Chinese maternity hospital outed for regulating pregnancies
BEIJING — Even though China ended its controversial one-child policy last year, Chinese women aren't free to get pregnant when they choose.
This week, a maternity hospital in Beijing was caught trying to control when its female staff could have babies, the latest in a string of Chinese companies that set so-called fertility schedules.
The Tongzhou Maternity and Child Health Institute required female doctors and nurses to apply for permission to become pregnant, then fined them if they failed to conceive in the three-month window allotted to them, the Beijing News reported.
Public outrage prompted the hospital to announce it was canceling the policy as of Friday, and authorities vowed all fines would be paid back to the employees.
"We get the right to have another baby but we do have the freedom to have it when we want," a woman by the name of OuNiDou wrote on Weibo, China's equivalent of Twitter.
Another by the name of Shuzong2878 put the hospital policy in the context of China's long, brutal attempt to control population growth. "A fine is not too bad," she said. "At least they didn't force you to get an abortion."
In May, staff at a hospital in the southern city of Dongguan were told they would have their salary docked and would not be considered for promotion if any had a baby out of turn. Also in May, teachers In the central Henan province were told there would be a quota for the number of women who could be pregnant at one time.

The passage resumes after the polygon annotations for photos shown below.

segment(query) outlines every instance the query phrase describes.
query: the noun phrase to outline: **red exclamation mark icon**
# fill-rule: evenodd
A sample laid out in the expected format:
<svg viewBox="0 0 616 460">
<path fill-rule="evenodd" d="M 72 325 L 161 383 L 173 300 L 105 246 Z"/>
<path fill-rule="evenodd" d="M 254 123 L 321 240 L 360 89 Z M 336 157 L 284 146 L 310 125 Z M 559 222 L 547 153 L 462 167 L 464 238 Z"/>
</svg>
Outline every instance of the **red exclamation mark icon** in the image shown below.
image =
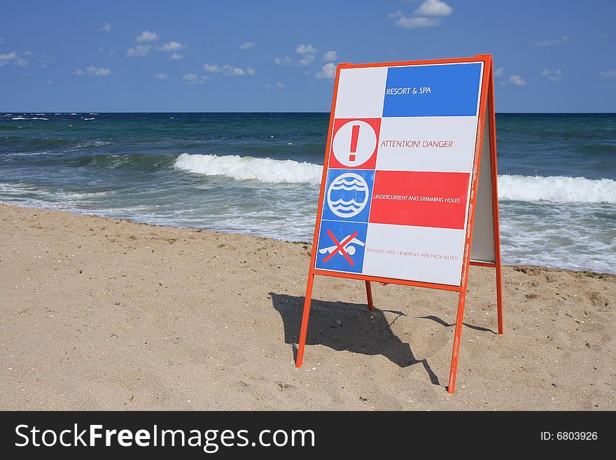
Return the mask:
<svg viewBox="0 0 616 460">
<path fill-rule="evenodd" d="M 351 154 L 349 155 L 349 161 L 355 161 L 354 154 L 357 151 L 358 137 L 359 137 L 359 125 L 356 125 L 351 132 Z"/>
</svg>

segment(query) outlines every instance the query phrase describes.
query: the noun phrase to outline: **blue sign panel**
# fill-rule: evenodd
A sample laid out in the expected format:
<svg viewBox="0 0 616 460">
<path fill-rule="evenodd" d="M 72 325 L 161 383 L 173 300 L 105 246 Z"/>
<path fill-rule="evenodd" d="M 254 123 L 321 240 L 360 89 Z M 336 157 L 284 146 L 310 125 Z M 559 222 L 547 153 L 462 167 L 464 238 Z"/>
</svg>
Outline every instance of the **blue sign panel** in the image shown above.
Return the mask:
<svg viewBox="0 0 616 460">
<path fill-rule="evenodd" d="M 315 267 L 361 273 L 368 224 L 322 221 Z"/>
<path fill-rule="evenodd" d="M 323 218 L 368 222 L 374 171 L 330 169 L 323 204 Z"/>
<path fill-rule="evenodd" d="M 390 67 L 384 117 L 475 116 L 482 64 Z"/>
</svg>

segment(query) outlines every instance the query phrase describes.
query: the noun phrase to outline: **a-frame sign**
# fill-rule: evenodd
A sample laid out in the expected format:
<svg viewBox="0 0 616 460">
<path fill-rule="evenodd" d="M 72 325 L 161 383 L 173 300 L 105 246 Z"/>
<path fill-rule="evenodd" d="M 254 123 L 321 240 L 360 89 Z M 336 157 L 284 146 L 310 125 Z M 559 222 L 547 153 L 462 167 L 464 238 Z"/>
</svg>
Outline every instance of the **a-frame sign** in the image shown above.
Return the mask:
<svg viewBox="0 0 616 460">
<path fill-rule="evenodd" d="M 458 293 L 453 393 L 470 265 L 496 271 L 503 295 L 492 57 L 340 64 L 296 365 L 314 276 Z"/>
</svg>

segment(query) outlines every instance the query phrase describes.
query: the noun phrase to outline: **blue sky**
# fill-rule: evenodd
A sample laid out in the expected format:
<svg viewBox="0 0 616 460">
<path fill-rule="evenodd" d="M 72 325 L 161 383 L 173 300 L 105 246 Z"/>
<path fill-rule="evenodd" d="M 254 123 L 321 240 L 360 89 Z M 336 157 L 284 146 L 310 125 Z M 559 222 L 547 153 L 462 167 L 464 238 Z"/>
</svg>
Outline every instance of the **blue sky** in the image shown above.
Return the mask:
<svg viewBox="0 0 616 460">
<path fill-rule="evenodd" d="M 616 111 L 616 1 L 11 1 L 0 111 L 328 111 L 337 62 L 491 53 L 500 112 Z"/>
</svg>

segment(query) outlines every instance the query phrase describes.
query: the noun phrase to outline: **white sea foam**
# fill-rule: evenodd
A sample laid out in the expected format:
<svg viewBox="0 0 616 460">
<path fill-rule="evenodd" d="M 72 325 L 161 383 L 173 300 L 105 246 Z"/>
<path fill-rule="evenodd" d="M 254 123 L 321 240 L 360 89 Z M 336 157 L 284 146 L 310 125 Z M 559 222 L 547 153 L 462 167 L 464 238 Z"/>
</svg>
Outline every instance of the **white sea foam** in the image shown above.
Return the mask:
<svg viewBox="0 0 616 460">
<path fill-rule="evenodd" d="M 313 163 L 237 155 L 182 153 L 174 165 L 183 171 L 206 176 L 225 176 L 236 180 L 256 180 L 268 183 L 318 184 L 322 171 L 322 167 Z"/>
<path fill-rule="evenodd" d="M 174 166 L 206 176 L 253 179 L 269 183 L 318 184 L 323 170 L 319 165 L 292 160 L 188 153 L 178 157 Z M 616 181 L 503 175 L 498 176 L 498 196 L 503 200 L 616 204 Z"/>
<path fill-rule="evenodd" d="M 498 197 L 556 203 L 616 203 L 616 181 L 562 176 L 499 176 Z"/>
</svg>

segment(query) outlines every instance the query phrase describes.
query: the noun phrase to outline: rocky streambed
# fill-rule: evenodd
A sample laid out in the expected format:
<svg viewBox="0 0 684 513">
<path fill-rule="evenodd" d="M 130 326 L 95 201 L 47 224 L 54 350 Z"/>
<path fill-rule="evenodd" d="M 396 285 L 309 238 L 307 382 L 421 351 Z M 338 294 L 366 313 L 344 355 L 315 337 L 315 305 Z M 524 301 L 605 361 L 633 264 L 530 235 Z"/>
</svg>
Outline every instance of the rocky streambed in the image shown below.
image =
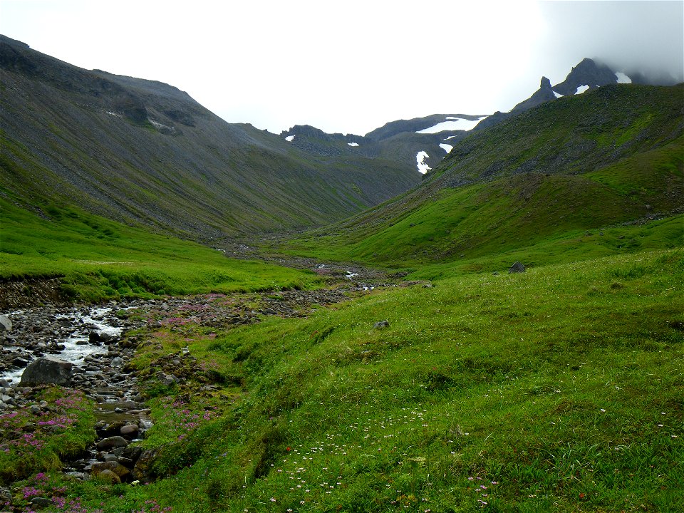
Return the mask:
<svg viewBox="0 0 684 513">
<path fill-rule="evenodd" d="M 229 329 L 266 316 L 304 316 L 373 287 L 354 277 L 348 272 L 341 286 L 317 291 L 205 294 L 6 311 L 0 317 L 0 415 L 28 412 L 38 419 L 53 411 L 39 400 L 36 385 L 42 383 L 81 390 L 96 404 L 97 440 L 86 452 L 63 461 L 63 471 L 79 479 L 99 475 L 113 482 L 148 480 L 155 455 L 132 444 L 152 425 L 145 398 L 138 393 L 138 374 L 128 365 L 139 343 L 155 344 L 155 331 L 163 328 Z M 136 328 L 144 334 L 130 336 Z M 43 379 L 52 372 L 46 369 L 54 365 L 45 362 L 53 359 L 66 362 L 57 364 L 68 368 L 66 380 L 60 381 L 59 375 Z M 204 372 L 187 348 L 161 356 L 154 366 L 159 369 L 155 378 L 167 385 Z M 62 370 L 55 372 L 59 375 Z M 31 373 L 38 376 L 38 382 L 26 378 Z M 203 383 L 205 392 L 214 388 L 210 380 Z"/>
</svg>

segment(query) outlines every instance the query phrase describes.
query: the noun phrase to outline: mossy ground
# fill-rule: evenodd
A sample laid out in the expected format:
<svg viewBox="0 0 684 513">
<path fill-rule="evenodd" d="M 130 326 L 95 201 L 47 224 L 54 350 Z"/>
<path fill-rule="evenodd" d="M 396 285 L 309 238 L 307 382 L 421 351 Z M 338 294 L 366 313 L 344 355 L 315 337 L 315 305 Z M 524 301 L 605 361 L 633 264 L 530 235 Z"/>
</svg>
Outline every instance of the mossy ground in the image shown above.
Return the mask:
<svg viewBox="0 0 684 513">
<path fill-rule="evenodd" d="M 178 432 L 145 445 L 168 477 L 73 493 L 107 512 L 680 511 L 683 279 L 681 250 L 644 252 L 157 331 L 240 384 L 157 390 Z"/>
<path fill-rule="evenodd" d="M 75 207 L 48 207 L 42 217 L 2 200 L 0 207 L 0 279 L 59 277 L 71 300 L 302 289 L 318 282 L 311 272 L 229 259 Z"/>
</svg>

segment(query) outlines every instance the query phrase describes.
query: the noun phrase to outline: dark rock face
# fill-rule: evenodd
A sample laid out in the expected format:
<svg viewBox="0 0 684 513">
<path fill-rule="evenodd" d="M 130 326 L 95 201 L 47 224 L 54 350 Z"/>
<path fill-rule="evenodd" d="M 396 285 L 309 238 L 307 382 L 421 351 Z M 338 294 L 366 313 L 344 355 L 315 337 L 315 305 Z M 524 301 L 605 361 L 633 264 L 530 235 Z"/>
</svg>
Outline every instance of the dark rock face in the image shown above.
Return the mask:
<svg viewBox="0 0 684 513">
<path fill-rule="evenodd" d="M 572 68 L 565 80 L 554 86 L 554 90 L 564 96 L 575 94 L 580 86 L 594 89 L 601 86 L 617 83 L 615 73 L 604 64 L 597 64 L 590 58 L 584 59 Z"/>
<path fill-rule="evenodd" d="M 108 451 L 116 447 L 126 447 L 128 442 L 123 437 L 113 436 L 98 442 L 98 450 Z"/>
<path fill-rule="evenodd" d="M 541 105 L 544 102 L 555 99 L 556 95 L 554 94 L 554 91 L 551 89 L 551 81 L 546 77 L 542 77 L 542 82 L 539 85 L 539 90 L 524 102 L 518 103 L 513 108 L 511 113 L 524 112 L 533 107 L 537 107 L 538 105 Z"/>
<path fill-rule="evenodd" d="M 525 266 L 520 262 L 516 262 L 511 266 L 511 268 L 508 270 L 509 274 L 517 273 L 517 272 L 524 272 Z"/>
<path fill-rule="evenodd" d="M 31 362 L 21 375 L 21 386 L 37 385 L 60 385 L 71 383 L 71 368 L 69 362 L 48 358 L 39 358 Z"/>
</svg>

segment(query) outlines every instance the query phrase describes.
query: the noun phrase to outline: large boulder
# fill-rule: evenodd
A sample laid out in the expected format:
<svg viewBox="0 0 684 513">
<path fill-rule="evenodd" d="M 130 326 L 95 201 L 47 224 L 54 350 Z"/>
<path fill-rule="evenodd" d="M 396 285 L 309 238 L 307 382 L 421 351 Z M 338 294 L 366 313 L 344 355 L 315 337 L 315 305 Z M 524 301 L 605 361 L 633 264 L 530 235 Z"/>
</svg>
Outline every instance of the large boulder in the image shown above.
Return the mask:
<svg viewBox="0 0 684 513">
<path fill-rule="evenodd" d="M 71 383 L 70 362 L 51 358 L 39 358 L 28 364 L 21 375 L 20 386 L 37 385 L 60 385 L 68 386 Z"/>
<path fill-rule="evenodd" d="M 123 437 L 109 437 L 108 438 L 103 438 L 98 442 L 98 450 L 110 451 L 117 447 L 126 447 L 128 445 L 128 440 Z"/>
<path fill-rule="evenodd" d="M 517 273 L 517 272 L 524 272 L 525 266 L 520 262 L 516 262 L 511 266 L 511 268 L 508 270 L 509 274 Z"/>
</svg>

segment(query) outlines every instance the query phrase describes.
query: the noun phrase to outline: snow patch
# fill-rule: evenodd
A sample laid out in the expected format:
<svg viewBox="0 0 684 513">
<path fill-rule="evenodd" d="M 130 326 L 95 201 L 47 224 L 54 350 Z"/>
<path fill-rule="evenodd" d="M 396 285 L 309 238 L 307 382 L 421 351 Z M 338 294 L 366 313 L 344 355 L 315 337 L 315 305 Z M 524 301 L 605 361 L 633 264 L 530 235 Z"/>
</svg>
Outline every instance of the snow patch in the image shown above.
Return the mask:
<svg viewBox="0 0 684 513">
<path fill-rule="evenodd" d="M 445 130 L 472 130 L 473 128 L 475 128 L 477 123 L 479 123 L 485 118 L 487 118 L 487 116 L 482 116 L 481 118 L 476 120 L 467 120 L 467 119 L 463 119 L 462 118 L 454 118 L 452 116 L 447 116 L 446 121 L 442 121 L 442 123 L 439 123 L 437 125 L 429 127 L 428 128 L 423 128 L 422 130 L 418 130 L 418 132 L 416 132 L 416 133 L 438 133 L 440 132 L 444 132 Z"/>
<path fill-rule="evenodd" d="M 415 164 L 418 168 L 418 172 L 425 175 L 432 169 L 432 167 L 425 162 L 425 160 L 429 157 L 430 155 L 428 155 L 428 152 L 425 151 L 420 151 L 415 154 Z"/>
</svg>

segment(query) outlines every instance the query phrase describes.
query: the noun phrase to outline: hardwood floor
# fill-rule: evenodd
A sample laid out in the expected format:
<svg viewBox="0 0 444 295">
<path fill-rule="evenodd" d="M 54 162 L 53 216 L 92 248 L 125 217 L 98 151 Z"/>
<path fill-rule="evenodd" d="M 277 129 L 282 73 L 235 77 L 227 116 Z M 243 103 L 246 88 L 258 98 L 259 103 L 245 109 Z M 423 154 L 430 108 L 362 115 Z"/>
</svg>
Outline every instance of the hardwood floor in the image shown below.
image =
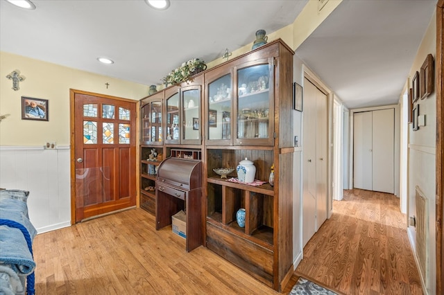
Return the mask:
<svg viewBox="0 0 444 295">
<path fill-rule="evenodd" d="M 142 209 L 37 235 L 37 294 L 278 294 Z"/>
<path fill-rule="evenodd" d="M 405 218 L 393 195 L 344 190 L 296 271 L 346 294 L 422 294 Z"/>
<path fill-rule="evenodd" d="M 345 294 L 422 294 L 393 195 L 344 191 L 309 241 L 298 275 Z M 37 235 L 37 294 L 278 294 L 207 249 L 190 253 L 171 227 L 142 209 Z"/>
</svg>

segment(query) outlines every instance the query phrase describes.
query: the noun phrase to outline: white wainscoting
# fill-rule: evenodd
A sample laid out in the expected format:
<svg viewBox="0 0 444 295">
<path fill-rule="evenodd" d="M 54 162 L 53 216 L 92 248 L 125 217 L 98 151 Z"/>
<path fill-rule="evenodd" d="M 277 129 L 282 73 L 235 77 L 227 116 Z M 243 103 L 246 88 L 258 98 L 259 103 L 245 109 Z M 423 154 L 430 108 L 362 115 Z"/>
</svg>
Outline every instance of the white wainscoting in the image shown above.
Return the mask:
<svg viewBox="0 0 444 295">
<path fill-rule="evenodd" d="M 0 188 L 29 191 L 38 233 L 71 225 L 69 147 L 0 146 Z"/>
</svg>

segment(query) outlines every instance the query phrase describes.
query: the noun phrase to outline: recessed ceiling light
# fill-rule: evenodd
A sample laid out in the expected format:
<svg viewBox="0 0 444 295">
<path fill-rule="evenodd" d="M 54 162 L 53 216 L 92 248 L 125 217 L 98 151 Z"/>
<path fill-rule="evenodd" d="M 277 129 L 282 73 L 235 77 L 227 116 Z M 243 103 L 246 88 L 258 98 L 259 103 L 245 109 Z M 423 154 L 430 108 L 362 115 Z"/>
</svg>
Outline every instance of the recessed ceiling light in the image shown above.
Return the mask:
<svg viewBox="0 0 444 295">
<path fill-rule="evenodd" d="M 145 0 L 146 4 L 154 9 L 164 10 L 169 7 L 169 0 Z"/>
<path fill-rule="evenodd" d="M 102 62 L 103 64 L 114 64 L 114 61 L 112 60 L 110 60 L 109 58 L 106 58 L 106 57 L 97 57 L 97 60 L 99 60 L 100 62 Z"/>
<path fill-rule="evenodd" d="M 33 10 L 35 9 L 35 6 L 33 3 L 29 0 L 6 0 L 8 2 L 13 4 L 16 6 L 19 6 L 21 8 L 27 9 L 28 10 Z"/>
</svg>

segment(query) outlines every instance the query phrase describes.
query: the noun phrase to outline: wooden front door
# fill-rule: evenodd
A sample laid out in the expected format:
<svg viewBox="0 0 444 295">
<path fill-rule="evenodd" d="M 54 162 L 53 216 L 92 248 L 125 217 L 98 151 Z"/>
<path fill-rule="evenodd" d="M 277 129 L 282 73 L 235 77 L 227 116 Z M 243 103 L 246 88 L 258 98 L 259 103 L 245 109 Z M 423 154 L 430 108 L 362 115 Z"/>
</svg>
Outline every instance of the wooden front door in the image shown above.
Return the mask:
<svg viewBox="0 0 444 295">
<path fill-rule="evenodd" d="M 136 105 L 71 91 L 71 220 L 136 204 Z"/>
</svg>

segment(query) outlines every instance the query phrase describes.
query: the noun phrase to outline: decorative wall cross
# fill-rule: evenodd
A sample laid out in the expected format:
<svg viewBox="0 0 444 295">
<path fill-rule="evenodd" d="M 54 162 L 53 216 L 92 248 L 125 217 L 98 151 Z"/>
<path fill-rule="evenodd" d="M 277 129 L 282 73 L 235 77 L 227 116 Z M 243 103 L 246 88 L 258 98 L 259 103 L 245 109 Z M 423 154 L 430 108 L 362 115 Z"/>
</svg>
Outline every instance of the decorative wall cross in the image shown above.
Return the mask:
<svg viewBox="0 0 444 295">
<path fill-rule="evenodd" d="M 228 53 L 228 48 L 225 50 L 225 53 L 222 55 L 222 58 L 226 58 L 227 61 L 228 61 L 228 57 L 230 57 L 232 55 L 232 53 Z"/>
<path fill-rule="evenodd" d="M 12 89 L 14 89 L 15 91 L 20 89 L 19 82 L 22 82 L 26 78 L 24 75 L 20 75 L 20 71 L 19 70 L 12 71 L 6 78 L 12 80 Z"/>
</svg>

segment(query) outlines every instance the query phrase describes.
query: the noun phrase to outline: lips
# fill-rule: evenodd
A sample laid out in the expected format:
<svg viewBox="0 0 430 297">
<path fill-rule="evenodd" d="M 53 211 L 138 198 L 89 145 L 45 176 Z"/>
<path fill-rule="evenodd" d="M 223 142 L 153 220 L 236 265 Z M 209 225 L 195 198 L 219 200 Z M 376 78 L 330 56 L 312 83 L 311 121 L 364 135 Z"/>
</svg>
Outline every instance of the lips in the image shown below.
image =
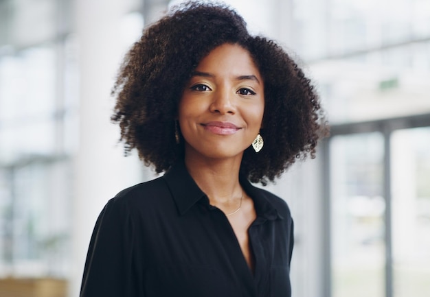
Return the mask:
<svg viewBox="0 0 430 297">
<path fill-rule="evenodd" d="M 205 130 L 218 135 L 231 135 L 240 130 L 240 128 L 228 121 L 214 121 L 201 125 Z"/>
</svg>

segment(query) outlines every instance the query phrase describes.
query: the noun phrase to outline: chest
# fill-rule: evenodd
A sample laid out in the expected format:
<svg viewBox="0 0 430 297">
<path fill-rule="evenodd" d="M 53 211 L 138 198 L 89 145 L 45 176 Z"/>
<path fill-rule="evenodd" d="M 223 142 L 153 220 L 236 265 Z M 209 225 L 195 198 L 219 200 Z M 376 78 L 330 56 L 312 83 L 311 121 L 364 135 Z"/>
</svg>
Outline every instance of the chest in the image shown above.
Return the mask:
<svg viewBox="0 0 430 297">
<path fill-rule="evenodd" d="M 219 210 L 191 215 L 146 226 L 140 252 L 148 296 L 289 296 L 283 222 L 240 224 Z"/>
</svg>

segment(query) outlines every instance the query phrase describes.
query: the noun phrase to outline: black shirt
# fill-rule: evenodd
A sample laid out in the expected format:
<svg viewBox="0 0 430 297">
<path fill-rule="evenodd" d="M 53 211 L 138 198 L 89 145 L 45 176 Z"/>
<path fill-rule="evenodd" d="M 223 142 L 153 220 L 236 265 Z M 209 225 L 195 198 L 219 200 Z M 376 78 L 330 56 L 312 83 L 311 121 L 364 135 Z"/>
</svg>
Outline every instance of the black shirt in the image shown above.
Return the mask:
<svg viewBox="0 0 430 297">
<path fill-rule="evenodd" d="M 293 221 L 284 200 L 240 178 L 257 217 L 253 274 L 225 215 L 183 163 L 119 193 L 93 233 L 81 297 L 289 297 Z"/>
</svg>

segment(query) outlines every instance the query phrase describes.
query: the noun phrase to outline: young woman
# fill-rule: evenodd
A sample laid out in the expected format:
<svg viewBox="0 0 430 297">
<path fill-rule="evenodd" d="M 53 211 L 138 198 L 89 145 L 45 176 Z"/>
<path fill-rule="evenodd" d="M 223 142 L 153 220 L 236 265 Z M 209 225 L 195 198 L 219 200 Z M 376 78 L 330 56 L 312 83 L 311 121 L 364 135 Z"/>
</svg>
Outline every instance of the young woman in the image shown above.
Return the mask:
<svg viewBox="0 0 430 297">
<path fill-rule="evenodd" d="M 109 201 L 81 296 L 290 296 L 290 211 L 250 182 L 314 156 L 302 70 L 236 12 L 189 3 L 144 32 L 113 93 L 126 150 L 165 174 Z"/>
</svg>

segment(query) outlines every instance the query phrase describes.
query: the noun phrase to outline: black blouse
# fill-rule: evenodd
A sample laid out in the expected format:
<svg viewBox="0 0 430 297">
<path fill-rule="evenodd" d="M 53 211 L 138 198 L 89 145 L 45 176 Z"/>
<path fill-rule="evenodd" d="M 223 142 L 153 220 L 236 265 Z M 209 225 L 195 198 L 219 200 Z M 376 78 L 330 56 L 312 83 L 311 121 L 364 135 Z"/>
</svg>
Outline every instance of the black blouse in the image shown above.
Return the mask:
<svg viewBox="0 0 430 297">
<path fill-rule="evenodd" d="M 284 200 L 240 184 L 257 218 L 248 234 L 253 274 L 225 214 L 183 163 L 126 189 L 102 211 L 81 297 L 288 297 L 293 221 Z"/>
</svg>

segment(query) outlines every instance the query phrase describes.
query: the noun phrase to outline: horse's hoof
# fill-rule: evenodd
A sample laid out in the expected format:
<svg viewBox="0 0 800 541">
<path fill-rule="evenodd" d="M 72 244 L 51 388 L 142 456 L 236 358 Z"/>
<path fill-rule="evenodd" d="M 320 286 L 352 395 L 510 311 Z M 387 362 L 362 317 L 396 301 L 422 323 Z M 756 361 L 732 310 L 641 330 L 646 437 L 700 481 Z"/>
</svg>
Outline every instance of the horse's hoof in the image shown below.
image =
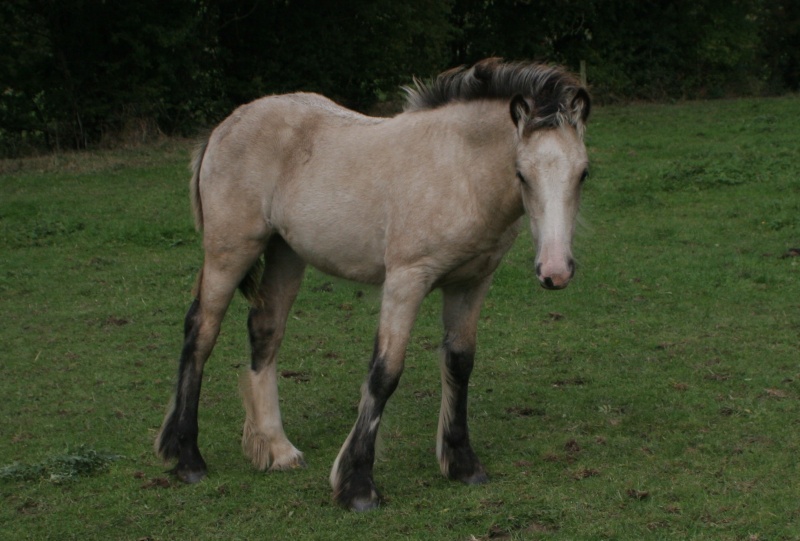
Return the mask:
<svg viewBox="0 0 800 541">
<path fill-rule="evenodd" d="M 374 497 L 373 497 L 374 496 Z M 355 498 L 350 502 L 350 509 L 358 513 L 364 511 L 372 511 L 381 505 L 381 499 L 374 492 L 370 494 L 369 498 Z"/>
<path fill-rule="evenodd" d="M 173 469 L 169 471 L 172 475 L 178 478 L 178 480 L 186 483 L 187 485 L 194 485 L 195 483 L 199 483 L 203 479 L 205 479 L 206 474 L 208 473 L 206 469 L 198 469 L 192 470 L 187 467 L 181 467 L 180 465 L 175 466 Z"/>
<path fill-rule="evenodd" d="M 371 480 L 368 485 L 359 488 L 350 485 L 336 494 L 334 498 L 345 509 L 359 513 L 377 509 L 381 504 L 381 495 Z"/>
<path fill-rule="evenodd" d="M 489 482 L 489 476 L 484 471 L 477 471 L 472 475 L 462 477 L 460 481 L 467 485 L 482 485 Z"/>
</svg>

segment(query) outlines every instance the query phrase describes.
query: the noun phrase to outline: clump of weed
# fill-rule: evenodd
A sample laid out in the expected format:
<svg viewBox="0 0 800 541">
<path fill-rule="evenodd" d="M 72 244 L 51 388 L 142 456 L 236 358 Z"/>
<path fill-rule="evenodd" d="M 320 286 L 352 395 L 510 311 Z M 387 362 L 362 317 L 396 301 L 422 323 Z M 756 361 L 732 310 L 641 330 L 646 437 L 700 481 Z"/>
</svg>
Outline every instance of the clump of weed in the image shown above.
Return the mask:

Such moves to regulate pregnancies may stem from the sudden lifting of a decades-old policy that limited most families to one child. Many families rushed to have a second.
“In schools, 90% of the teachers are female. If the school does not set a timetable, some classes might simply have to be scrapped,” the People’s Daily quoted an unnamed education official as saying in May.
Even before the one-child policy was lifted, setting pregnancy schedules were common in industries with mostly female employees. The Beijing hospital had been setting reproductive schedules for about a decade.
In July 2015, before all families were given permission to have a second child, a bank in Henan dictated when its female cashiers could have children.
“An employee birth plan has been established and will be strictly enforced,” the bank said in a notice that was widely circulated online. “Employees who do not give birth according to the plan and whose work is impacted will face a one-time fine of 1,000 yuan ($150) and will not be considered for promotion,” it said.
In the United States, discriminatory policies toward pregnant women in the workplace are illegal under federal law.